Margaret Atwood's chilling novel has been turned into an equally chilling opera, one whose impact it will nevertheless take a long time to assess. Modern operas, with very few exceptions, do not satisfy the urges that send many patrons to the opera house. Even if the endings are sad, as in La Traviata or Madama Butterfly, audiences can take pleasure in the distancing power of operatic spectacle, as well as in the ear-bathing melodies, the celebrities, and the fashions.
Poul Ruders's new work, on the other hand, offers little comfort. Like the novel, it portrays Gilead, a dystopian society not too far in the future. The President and Congress have been shot, and martial law is in effect. Women who still can bear children – natural and man-made disasters have taken their toll on fertility – are compelled to bear them for the society's leaders who cannot. These Handmaids are forbidden to read, to have money, and to be independent. They are the possessions of a man who is not their husband: "Ofglen" can be read as "of Glen," and so on. Handmaids who cannot or will not produce babies become Gilead's refuse. The Handmaid's Tale is the story of Offred. Before Gilead, she had a husband and a daughter. A failed escape attempt separates the three of them, and Offred is sent to the Red Centre where she is indoctrinated by "Aunts" and trained to be a Handmaid. She eventually is sent into the house of The Commander, a powerful man in Gilead's society, and his wife Serena Joy. The opera's plot shows Offred's relationships with the people in her household and with other Handmaidens, and her growing self-awareness through these relationships. Through flashbacks, it also shows her indoctrination in the Red Centre, and snippets of her pre-Gilead life. At the end of the opera, Offred appears to be arrested, but we are not sure whether this is actually the case, or whether she is being smuggled out of the house by an underground resistance movement.

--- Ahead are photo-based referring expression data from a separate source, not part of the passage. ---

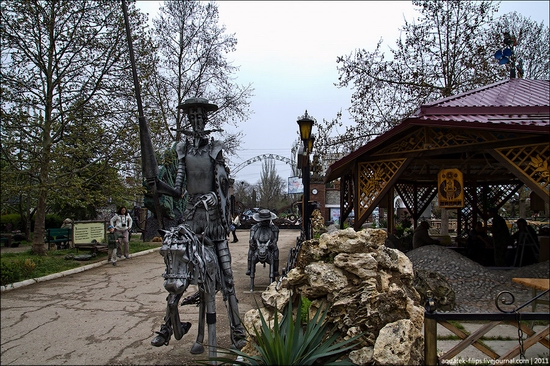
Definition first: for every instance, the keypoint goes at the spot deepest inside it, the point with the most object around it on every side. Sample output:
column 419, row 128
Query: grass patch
column 20, row 266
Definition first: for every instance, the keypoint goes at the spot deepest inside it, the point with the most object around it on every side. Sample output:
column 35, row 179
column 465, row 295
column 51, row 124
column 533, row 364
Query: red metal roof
column 519, row 105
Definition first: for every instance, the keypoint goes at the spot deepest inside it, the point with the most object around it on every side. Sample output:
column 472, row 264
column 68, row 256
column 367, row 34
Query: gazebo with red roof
column 497, row 137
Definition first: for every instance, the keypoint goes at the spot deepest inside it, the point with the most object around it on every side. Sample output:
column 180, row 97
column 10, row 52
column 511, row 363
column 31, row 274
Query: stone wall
column 369, row 289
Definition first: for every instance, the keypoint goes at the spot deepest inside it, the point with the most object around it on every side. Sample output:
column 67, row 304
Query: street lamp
column 305, row 124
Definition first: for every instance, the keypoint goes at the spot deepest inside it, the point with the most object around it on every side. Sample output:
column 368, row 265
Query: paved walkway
column 108, row 315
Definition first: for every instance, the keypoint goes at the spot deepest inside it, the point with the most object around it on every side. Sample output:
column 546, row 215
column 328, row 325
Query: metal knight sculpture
column 263, row 246
column 202, row 178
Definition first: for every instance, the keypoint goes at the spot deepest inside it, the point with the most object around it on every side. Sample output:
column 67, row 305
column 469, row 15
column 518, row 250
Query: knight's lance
column 149, row 164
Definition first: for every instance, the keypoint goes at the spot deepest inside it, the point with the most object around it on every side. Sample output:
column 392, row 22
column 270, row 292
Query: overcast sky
column 288, row 51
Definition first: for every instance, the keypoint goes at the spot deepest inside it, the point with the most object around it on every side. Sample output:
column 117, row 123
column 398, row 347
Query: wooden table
column 536, row 284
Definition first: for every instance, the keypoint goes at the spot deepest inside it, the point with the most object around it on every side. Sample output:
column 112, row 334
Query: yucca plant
column 290, row 343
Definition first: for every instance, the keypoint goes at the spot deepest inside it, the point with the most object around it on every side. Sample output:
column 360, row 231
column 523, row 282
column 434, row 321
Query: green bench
column 61, row 237
column 93, row 247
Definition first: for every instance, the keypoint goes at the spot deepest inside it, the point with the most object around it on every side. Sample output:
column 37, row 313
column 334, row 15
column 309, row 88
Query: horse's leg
column 271, row 271
column 252, row 274
column 179, row 328
column 198, row 347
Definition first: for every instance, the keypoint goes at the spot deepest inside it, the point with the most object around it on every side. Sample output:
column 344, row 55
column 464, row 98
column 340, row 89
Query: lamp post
column 305, row 124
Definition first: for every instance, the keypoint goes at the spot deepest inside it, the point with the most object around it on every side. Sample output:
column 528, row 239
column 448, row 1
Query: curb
column 16, row 285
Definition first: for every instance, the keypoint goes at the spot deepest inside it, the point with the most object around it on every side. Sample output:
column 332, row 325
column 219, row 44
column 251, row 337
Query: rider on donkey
column 264, row 231
column 203, row 177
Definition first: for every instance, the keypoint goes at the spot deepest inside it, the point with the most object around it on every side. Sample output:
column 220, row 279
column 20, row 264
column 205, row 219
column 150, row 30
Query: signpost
column 88, row 231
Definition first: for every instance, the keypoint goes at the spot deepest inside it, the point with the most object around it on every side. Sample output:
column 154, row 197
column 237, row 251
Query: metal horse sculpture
column 264, row 254
column 191, row 259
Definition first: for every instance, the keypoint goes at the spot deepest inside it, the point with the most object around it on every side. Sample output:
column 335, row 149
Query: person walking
column 112, row 243
column 234, row 224
column 122, row 222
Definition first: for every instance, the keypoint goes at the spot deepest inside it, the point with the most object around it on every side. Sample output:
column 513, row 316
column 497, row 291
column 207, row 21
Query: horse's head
column 175, row 249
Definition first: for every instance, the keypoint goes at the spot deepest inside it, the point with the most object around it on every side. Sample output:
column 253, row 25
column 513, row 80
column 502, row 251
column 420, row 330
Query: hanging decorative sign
column 450, row 188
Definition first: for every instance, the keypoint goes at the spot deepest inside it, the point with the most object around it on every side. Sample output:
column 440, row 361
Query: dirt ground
column 108, row 315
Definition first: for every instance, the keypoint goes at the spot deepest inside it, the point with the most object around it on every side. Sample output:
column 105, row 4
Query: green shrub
column 290, row 343
column 10, row 272
column 304, row 311
column 53, row 221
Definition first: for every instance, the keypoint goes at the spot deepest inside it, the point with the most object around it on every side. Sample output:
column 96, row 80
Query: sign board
column 295, row 185
column 450, row 188
column 86, row 232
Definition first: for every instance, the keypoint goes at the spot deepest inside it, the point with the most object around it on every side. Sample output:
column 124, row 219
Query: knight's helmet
column 198, row 121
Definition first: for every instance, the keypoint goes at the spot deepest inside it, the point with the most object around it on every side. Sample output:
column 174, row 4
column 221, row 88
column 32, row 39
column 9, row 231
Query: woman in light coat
column 122, row 222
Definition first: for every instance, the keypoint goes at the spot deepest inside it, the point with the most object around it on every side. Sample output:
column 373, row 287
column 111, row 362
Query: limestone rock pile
column 369, row 289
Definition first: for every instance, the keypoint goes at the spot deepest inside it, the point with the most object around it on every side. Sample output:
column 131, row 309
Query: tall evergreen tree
column 67, row 117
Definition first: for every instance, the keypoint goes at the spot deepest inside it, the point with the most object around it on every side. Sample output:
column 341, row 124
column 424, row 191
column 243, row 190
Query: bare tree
column 65, row 113
column 442, row 53
column 530, row 42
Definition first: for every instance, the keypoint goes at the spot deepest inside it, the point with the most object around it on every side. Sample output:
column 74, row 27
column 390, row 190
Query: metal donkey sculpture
column 263, row 246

Atwood's novel was adapted into an English libretto by Paul Bentley, and the composer translated this into Danish. It is the mark of a first-class libretto when it is compelling even without music, and such is the case here. Bentley has done a superb job of making Atwood's dark vision work on the operatic stage. His sense of pacing is particularly keen. The long first act comes to a climax with a Handmaid giving birth on-stage (is this a first in opera?), but there is a teasing anticlimax in which Offred and her Commander play Scrabble, a forbidden game for Handmaids. (Is it safe to say that this is the first time Scrabble has appeared in an opera?) Furthermore, his libretto takes advantage of one benefit that opera has over the novel: music can allow several things to happen at the same time. The novel alternates Offred's present with her past, but the opera allows them to coexist, whenever it is dramatically appropriate.
Ruders's largely atonal score pulls no punches. It is brutal, garish, and frightening, but the subject requires nothing less. It lets the voices sing, though, and it knows when to back off, when to let the ear have a moment of rest or of tonal beauty. It is constructed as cunningly as Bentley's libretto; recurring themes and musical symbolism provide a key for interpreting the action on stage. Also, there are many touches of macabre humor, and also of social commentary; Gilead's dogma tends to be assigned music of banal harmonic simplicity. Snatches of "Amazing Grace," "London Bridge," and "Tea for Two" express pathos or irony, as needed. The orchestration is massive, including an organ, digital keyboards, and all kinds of percussion. Annotator Stephen Johnson refers to Ruders as "the Richard Strauss of the computer-age orchestra," and the description is apt.
There's little point in praising individual performers, because there are so many important roles in The Handmaid's Tale, and the casting is uniformly good. However, it must be said that Marianna Rørholm shows incredible skill and stamina in negotiating the title role, which must be the most exhausting in her repertoire. Mention must also be made of Aage Haugland's laconic Commander, and of Ulla Kudsk Jensen, who really must have cut a character on stage as Offred's Mother.
This recording was taped live during the opera's première performances in March 2000. There are some audience and stage noises, but they don't distract. The engineering captures the fright and power in Ruders's music, but not always its warmth. The 266-page libretto contains the Danish text, English and German translations, photos, an introductory essay, a synopsis, and more. There's no better way to be introduced to this provocative opera, short of a DVD, or seeing an actual performance, than this release.